A. Internal functions are accessible only via pkg:::fn() and may change without notice; exported functions are the package’s stable public API.

19.18.5 Question 5

After modifying a roxygen header above a function, you should next:

    1. Edit man/function.Rd directly to match.
    1. Run devtools::document() to regenerate the .Rd file and NAMESPACE.
    1. Manually update DESCRIPTION.
    1. Restart R.

B. devtools::document() regenerates documentation and the namespace from roxygen comments. Hand-editing .Rd files is wrong; they will be overwritten.

19.19 Prerequisites answers

  1. The DESCRIPTION file (metadata) and the R/ directory (source code).
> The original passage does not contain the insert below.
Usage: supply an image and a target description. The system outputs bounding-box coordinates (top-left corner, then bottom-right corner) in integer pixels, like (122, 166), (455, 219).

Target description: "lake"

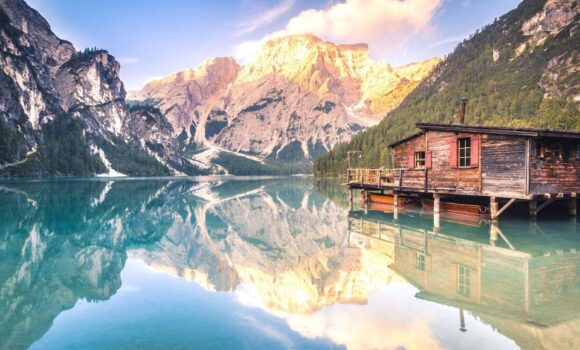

(0, 177), (580, 349)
Everything else (NAMESPACE, man/, tests/, data/, vignettes) is either auto-generated or optional. The minimum viable package is one function in R/foo.R plus a one-line DESCRIPTION.
  2. DESCRIPTION stores package metadata: name, version, title, description, author, license, and, crucially, dependencies (Imports, Suggests, Depends). It is the file that distinguishes a package from a directory of R scripts.
  3. Imports lists packages required for core functionality (they must be installed for the package to work). Suggests lists packages used only for optional features (vignettes, tests, examples) and need not be installed by default. The rule of thumb: if your exported code calls pkg::fn(), the package goes in Imports. If only your tests, vignettes, or optional features use it, Suggests.